Alternando la biografia all’autobiografia, con audaci cambi di prospettiva narrativa, saltando dall’intimità della prima persona, al distacco della terza, e destreggiandosi tra passato e presente, a partire da quel lontano 1987, l’autore si cimenterà nello scalfire, scoperta dopo scoperta, quel tabù che avviluppa da sempre la sua famiglia, abituata a immergere nel silenzio ogni dolore, anche il più atroce. Ma, si sa, quando di colpo la verità entra in scena non si può non guardarla in volto.

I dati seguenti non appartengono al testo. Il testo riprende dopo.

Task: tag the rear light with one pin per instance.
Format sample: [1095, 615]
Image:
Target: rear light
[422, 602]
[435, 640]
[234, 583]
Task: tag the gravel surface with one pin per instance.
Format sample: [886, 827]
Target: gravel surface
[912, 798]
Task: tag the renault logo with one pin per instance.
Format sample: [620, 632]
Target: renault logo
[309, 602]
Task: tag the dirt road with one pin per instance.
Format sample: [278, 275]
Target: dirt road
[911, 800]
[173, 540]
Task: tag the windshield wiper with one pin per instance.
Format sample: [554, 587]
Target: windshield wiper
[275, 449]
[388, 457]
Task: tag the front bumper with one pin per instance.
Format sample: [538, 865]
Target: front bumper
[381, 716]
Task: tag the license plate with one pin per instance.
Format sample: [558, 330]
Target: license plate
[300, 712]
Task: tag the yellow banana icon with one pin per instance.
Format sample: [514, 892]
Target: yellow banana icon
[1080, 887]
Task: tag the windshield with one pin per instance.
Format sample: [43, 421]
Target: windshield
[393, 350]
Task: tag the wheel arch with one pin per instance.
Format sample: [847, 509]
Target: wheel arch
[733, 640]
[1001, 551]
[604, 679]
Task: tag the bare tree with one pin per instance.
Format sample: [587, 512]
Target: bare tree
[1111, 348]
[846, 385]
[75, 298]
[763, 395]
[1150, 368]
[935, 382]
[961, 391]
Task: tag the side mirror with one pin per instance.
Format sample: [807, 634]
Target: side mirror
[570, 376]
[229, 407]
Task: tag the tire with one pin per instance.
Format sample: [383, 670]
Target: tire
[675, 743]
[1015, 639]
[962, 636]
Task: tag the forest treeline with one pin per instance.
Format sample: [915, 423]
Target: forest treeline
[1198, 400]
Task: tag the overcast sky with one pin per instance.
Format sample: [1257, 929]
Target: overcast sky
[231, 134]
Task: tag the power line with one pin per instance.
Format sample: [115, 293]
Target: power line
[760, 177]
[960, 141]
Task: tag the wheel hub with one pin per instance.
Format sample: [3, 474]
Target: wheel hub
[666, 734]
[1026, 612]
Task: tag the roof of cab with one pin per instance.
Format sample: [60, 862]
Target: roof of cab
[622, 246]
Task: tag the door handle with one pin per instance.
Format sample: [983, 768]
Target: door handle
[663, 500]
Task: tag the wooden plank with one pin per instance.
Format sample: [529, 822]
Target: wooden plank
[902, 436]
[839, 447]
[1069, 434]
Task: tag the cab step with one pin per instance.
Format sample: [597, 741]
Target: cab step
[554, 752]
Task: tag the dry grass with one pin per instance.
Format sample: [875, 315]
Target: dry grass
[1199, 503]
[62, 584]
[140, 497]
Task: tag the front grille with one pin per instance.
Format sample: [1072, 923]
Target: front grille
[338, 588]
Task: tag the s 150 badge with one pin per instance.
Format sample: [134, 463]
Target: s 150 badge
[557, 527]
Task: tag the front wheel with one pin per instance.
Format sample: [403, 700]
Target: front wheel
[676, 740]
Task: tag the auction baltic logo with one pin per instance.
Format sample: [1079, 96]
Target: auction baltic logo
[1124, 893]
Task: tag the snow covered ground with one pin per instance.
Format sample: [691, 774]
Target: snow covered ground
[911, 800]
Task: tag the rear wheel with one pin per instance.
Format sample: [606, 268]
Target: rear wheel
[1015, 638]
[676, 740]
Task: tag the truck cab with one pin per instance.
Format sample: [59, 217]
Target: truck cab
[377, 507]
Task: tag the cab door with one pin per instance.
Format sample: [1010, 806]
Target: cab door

Ma qual è il tabù attorno al quale un’intera famiglia ha messo radici? Tarquinia, 18 maggio 1976: mentre la Storia procede spedita, tra il ben più noto massacro del Circeo e i giorni bui degli anni di piombo, quando davanti alla Corte d’Assise di Torino era iniziato il processo alle Brigate Rosse, Anna Francia in Romano, prima moglie del padre di Andrea, Alessandro, diplomatico rampante, e Stefano Mecarini, un sedicenne problematico che «non riusciva a mescolarsi con gli altri, come l’olio in una soluzione con l’acqua» (p. 50), viaggiano insieme sulla Fiat 127 verde della donna. I due, prima di quel momento fatale, sono dei perfetti sconosciuti. È stato il nonno di Stefano, infatti, a suggerire alla donna di farsi aiutare in un trasloco in cui era impegnata da suo nipote. Ma quello che si prospetta come un viaggio semplice e veloce, sono solo 7 i km da percorrere, si trasformerà in un appuntamento con la morte.

In un’epoca in cui la parola femminicidio non era ancora entrata nel linguaggio comune, il delitto di Tarquinia sconvolgerà più di una famiglia: quella di Anna, la vittima, fondata su un sentimento, quello tra lei ed Alessandro, totalizzante: «e ogni lacrima versata, ogni bacio disperato, ogni abbraccio strappato, ogni lettera scritta diventa lievito per il loro sentimento. Fino a renderlo idealizzato» (p. 33); e quella di Stefano, il carnefice, da sempre outsider di ogni contesto sociale, «un povero diavolo, vittima di se stesso, della vita in cui si era ritrovato imprigionato» (p. 147). E così il sangue, richiamato più volte e troneggiante fin nel titolo del romanzo, non è solamente quello versato, ma anche quello che scorre, condiviso, tra i vari membri di una famiglia.

C’è sempre una motivazione sottostante che muove un autore nel momento in cui intraprende la stesura di un’opera. In Sangue. Storia di Anna non è la suspense a essere ricercata né, tantomeno, la voglia di creare mistero: Andrea Romano vuole ridare la voce a una donna brutalmente annichilita, nel corpo e nella dignità, non solo dal suo aggressore. E riesce nel suo intento grazie a una narrazione snella e priva di fronzoli, tipica del giornalista, che pone sotto la lente di ingrandimento le dinamiche complesse e le conseguenze devastanti di un femminicidio. La sua scrittura, scevra di enfasi retoriche, restituisce con crudo realismo non tanto la dinamica dei fatti – non è infatti la ricerca del dettaglio scabroso al centro dell'attenzione –, ma la ferita profonda lasciata in chi, con quella tragedia, ha dovuto fare i conti.